Certes, quelques exigeants disaient que le génie était devenu l’ombre de lui-même. Que cet homme, cet « Enchanteur » ne parlait plus que de faits de guerre, de natalité, de médailles et de patrie. Mais tous lui sont restés fidèles, tels les apôtres à l’écoute du prophète d’une religion sans dogme, de la conception d’un monde nouveau, entre Jésus haranguant ses disciples et Christophe Colomb entouré de ses marins. « Vous êtes mon maître. Notre maître à tous » avait affirmé Cendrars, quand Guillaume régnait sur les Arts et les Lettres, européen avant Schengen, surréaliste avant le surréalisme.
Plus que prophète ou explorateur, l’homme était avant tout poète : « Sous le pont Mirabeau coule la Seine… ». Il a révolutionné la conception même de la poésie jusque dans sa présentation, dans sa typographie, en supprimant la ponctuation, en concevant ses Calligrammes , et moult autres procédés nouveaux.
Au cours d’entretiens, le pape du « surréalisme » – Guillaume avait lui-même conçu ce nom sur un trait de génie –, André Breton n’hésitait pas à le couvrir d’éloges, lui rendant un hommage appuyé pour son rôle primordial au sein de la poésie du xx e siècle : « Pour nous, Apollinaire était le champion du poème-événement, c’est-à-dire l’apôtre de cette conception qui exige de tout nouveau poème qu’il soit une refonte totale des moyens de son auteur, qu’il coure son aventure propre hors des chemins déjà tracés, au mépris des gains réalisés antérieurement. 3 » Et Louis Aragon, le disciple de la rupture, ira plus loin, mettant l’accent sur l’importance du guide et critique littéraire : « […] à tel point qu’on peut dire de sa poésie qu’elle est avant tout une curiosité de l’inconnaissable. Et sans doute que sa plus grande curiosité était la curiosité des mœurs. Il n’y avait rien dont cet homme, d’abord hésitant, et banal, sût parler aussi admirablement. […] Il faut attacher un grand prix à cette activité qu’il déploya en faveur des livres défendus, lui qui mit Sade, même tronqué, entre les mains d’une génération, et qui prit à la traduction de Baffo le secret de l’accent d’un grand nombre de ses poèmes. 4 »

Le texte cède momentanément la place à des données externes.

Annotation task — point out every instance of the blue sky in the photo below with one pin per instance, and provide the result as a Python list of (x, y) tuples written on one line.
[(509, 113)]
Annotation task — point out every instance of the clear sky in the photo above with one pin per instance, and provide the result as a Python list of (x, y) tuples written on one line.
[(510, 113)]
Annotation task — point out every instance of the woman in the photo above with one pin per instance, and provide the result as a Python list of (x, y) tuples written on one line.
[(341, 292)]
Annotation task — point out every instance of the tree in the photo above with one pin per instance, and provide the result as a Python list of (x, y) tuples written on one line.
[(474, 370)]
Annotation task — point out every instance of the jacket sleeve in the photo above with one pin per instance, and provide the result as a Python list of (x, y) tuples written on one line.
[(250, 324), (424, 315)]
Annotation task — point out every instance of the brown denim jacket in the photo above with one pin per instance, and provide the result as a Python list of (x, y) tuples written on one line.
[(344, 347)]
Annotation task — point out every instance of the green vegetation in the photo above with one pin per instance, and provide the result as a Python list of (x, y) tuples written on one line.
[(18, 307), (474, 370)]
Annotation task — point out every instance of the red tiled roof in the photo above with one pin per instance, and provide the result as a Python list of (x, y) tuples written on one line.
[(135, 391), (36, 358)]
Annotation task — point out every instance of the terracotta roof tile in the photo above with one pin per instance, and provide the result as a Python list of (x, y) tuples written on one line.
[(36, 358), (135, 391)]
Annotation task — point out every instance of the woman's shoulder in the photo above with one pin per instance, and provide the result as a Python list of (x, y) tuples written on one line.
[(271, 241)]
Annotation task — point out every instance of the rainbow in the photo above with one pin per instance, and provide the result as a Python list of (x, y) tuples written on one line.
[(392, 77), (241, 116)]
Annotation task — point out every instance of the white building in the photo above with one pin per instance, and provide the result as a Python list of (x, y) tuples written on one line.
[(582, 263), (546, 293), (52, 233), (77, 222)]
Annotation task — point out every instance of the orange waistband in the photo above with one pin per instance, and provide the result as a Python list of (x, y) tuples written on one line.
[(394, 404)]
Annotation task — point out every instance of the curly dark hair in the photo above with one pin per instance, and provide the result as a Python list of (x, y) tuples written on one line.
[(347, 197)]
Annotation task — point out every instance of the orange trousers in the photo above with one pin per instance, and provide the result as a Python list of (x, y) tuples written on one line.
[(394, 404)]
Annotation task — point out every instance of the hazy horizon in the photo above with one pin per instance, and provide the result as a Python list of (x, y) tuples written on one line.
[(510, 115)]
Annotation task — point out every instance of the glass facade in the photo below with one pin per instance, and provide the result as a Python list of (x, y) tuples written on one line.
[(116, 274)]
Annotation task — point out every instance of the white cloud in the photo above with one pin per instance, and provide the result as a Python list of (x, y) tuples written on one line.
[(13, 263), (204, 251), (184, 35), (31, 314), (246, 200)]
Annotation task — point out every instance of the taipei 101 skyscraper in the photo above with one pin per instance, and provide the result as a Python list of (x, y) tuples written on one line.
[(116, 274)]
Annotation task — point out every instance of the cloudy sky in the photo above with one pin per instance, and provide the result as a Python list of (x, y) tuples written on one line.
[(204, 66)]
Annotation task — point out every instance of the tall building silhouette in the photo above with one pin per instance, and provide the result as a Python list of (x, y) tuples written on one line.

Car le « Mal-aimé » ne fut pas seulement un génie de la poésie. Il fut aussi brillant journaliste, critique d’art annonciateur, écrivain reconnu, éditeur d’avant-garde, directeur de collections, s’intéressa au théâtre, au cinéma et, pour la littérature qui nous concerne, cet érotomane érudit, obsédé par l’Amour, bibliophile passionné non par les belles reliures mais par le vécu des auteurs anciens et la richesse de leurs propos, qui – parfois maladroitement comme tout passionné – fera découvrir la plupart des personnalités majeures de notre discipline à travers traductions et éditions critiques. Sade, Baffo, L’Arétin, La Popelinière, Baudelaire, Glatigny, Verlaine, Mirabeau, Nerciat, Corneille Blessebois, Cleland, aucun ne lui semblait étranger.
* * *
L’auteur des Onze Mille Verges eut pour berceau le carquois d’Éros et ses flèches hasardeuses. Gugliemo de Kostrowitzky naquit en 1880, de père inconnu, probablement dans les secrets du Saint-Siège 5 , et d’une mère qui fut l’une des dernières demi-mondaines 6 , soit de deux « aventuriers » hors norme. Leur progéniture, issue d’une « clinique […] réservée à des personnes en plus ou moins de relations avec le Vatican 7 », semble donc prédestinée à nager dans les eaux troubles des désirs du cœur.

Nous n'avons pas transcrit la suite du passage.